Miltirone

Clinical data
- Other names: Rosmariquinone
- Routes of administration: Oral
- Drug class: GABA_{A} receptor positive allosteric modulator; Anxiolytic
- ATC code: None;

Identifiers
- IUPAC name 8,8-dimethyl-2-propan-2-yl-6,7-dihydro-5H-phenanthrene-3,4-dione;
- CAS Number: 27210-57-7;
- PubChem CID: 160142;
- ChemSpider: 140765;
- KEGG: C13715;
- ChEBI: CHEBI:34851;
- ChEMBL: ChEMBL45830;
- CompTox Dashboard (EPA): DTXSID20181683 ;

Chemical and physical data
- Formula: C_{19}H_{22}O_{2}
- Molar mass: 282.383 g·mol^{−1}
- 3D model (JSmol): Interactive image;
- SMILES CC(C)C1=CC2=C(C3=C(C=C2)C(CCC3)(C)C)C(=O)C1=O;
- InChI InChI=1S/C19H22O2/c1-11(2)14-10-12-7-8-15-13(6-5-9-19(15,3)4)16(12)18(21)17(14)20/h7-8,10-11H,5-6,9H2,1-4H3; Key:FEFAIBOZOKSLJR-UHFFFAOYSA-N;

= Miltirone =

Miltirone, also known as rosmariquinone, is an alkaloid found in plants such as Salvia rosmarinus (rosemary) and Salvia miltiorrhiza (danshen, red sage, or Chinese sage). It is a diterpene quinone, a group of compounds that are also known as tanshinones.

== Pharmacology ==

The drug is a nonbenzodiazepine GABA_{A} receptor positive allosteric modulator, binding to the benzodiazepine allosteric site of the receptor complex with a relatively low affinity (IC_{50}) of 300 nM and acting as a partial agonist.
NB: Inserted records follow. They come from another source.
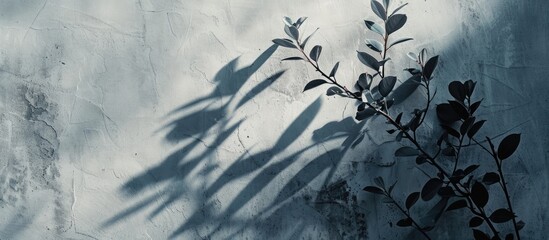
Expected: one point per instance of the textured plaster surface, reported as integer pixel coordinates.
(176, 119)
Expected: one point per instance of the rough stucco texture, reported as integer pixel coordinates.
(176, 119)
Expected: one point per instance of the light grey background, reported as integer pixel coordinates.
(158, 119)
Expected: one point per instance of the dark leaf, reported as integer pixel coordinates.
(373, 189)
(446, 113)
(520, 225)
(501, 215)
(474, 106)
(479, 194)
(459, 109)
(474, 129)
(475, 222)
(412, 199)
(446, 192)
(508, 145)
(386, 85)
(284, 43)
(315, 52)
(421, 159)
(379, 182)
(470, 169)
(490, 178)
(375, 27)
(368, 112)
(404, 222)
(457, 90)
(395, 22)
(431, 188)
(334, 91)
(479, 235)
(470, 87)
(466, 125)
(374, 45)
(307, 39)
(430, 67)
(399, 41)
(450, 131)
(368, 60)
(398, 8)
(334, 70)
(379, 10)
(292, 32)
(363, 82)
(292, 59)
(404, 90)
(406, 152)
(398, 118)
(313, 84)
(457, 205)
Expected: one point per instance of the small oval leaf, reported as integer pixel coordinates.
(430, 188)
(412, 199)
(508, 145)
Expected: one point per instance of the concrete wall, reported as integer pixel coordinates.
(157, 119)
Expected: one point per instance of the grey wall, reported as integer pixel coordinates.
(158, 119)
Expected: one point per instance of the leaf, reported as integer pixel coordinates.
(479, 194)
(400, 41)
(314, 83)
(466, 125)
(406, 222)
(292, 59)
(395, 22)
(288, 21)
(292, 32)
(375, 27)
(475, 221)
(470, 87)
(386, 85)
(412, 56)
(406, 89)
(508, 145)
(334, 91)
(520, 225)
(451, 131)
(479, 235)
(473, 108)
(284, 43)
(457, 90)
(457, 205)
(406, 152)
(334, 70)
(430, 67)
(459, 109)
(412, 199)
(368, 112)
(501, 215)
(490, 178)
(374, 45)
(374, 190)
(474, 129)
(470, 169)
(379, 182)
(446, 113)
(315, 52)
(398, 8)
(368, 60)
(430, 188)
(378, 9)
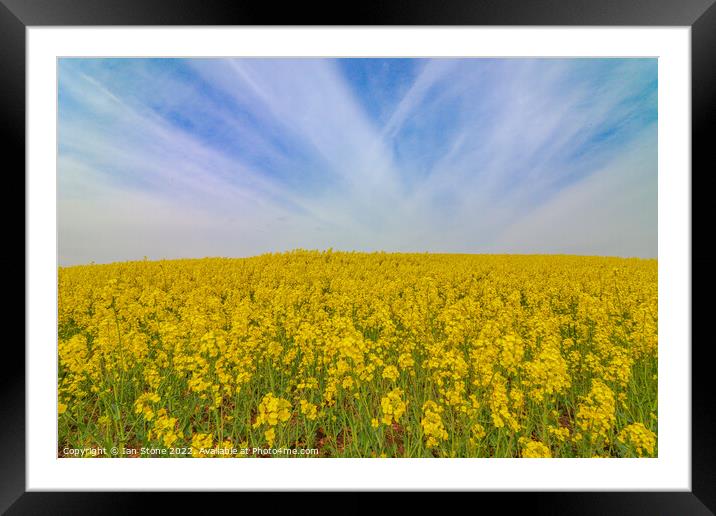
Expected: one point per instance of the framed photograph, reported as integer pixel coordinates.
(447, 249)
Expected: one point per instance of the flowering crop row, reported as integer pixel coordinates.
(363, 355)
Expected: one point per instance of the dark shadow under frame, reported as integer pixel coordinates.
(700, 15)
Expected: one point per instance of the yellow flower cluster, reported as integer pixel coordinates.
(534, 449)
(363, 354)
(596, 413)
(640, 437)
(272, 410)
(432, 424)
(392, 406)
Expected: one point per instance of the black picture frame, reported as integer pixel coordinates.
(700, 15)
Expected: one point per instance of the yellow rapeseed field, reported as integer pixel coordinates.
(361, 355)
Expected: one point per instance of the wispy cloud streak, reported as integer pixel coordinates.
(234, 157)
It was orally active in animals and produced anxiolytic-like effects, but in contrast to diazepam, did not produce acute muscle relaxant effects and did not cause dependence or withdrawal with chronic administration. As a tanshinone, miltirone is structurally distinct from other known benzodiazepine receptor ligands.

== Development ==

Miltirone was first described in the scientific literature by 1970. It was isolated and described in red sage by 1970 and in rosemary by 1985. The GABA_{A} receptor potentiation of miltirone was described in 1991. The drug was under formal pharmaceutical development by Abbott Laboratories for the treatment of anxiety disorders, but development was discontinued.

Synthetic analogues of miltirone with greater potency as GABA_{A} receptor positive allosteric modulators (e.g., affinity (IC_{50} = 50 nM or improved by 6-fold) have been developed and reported.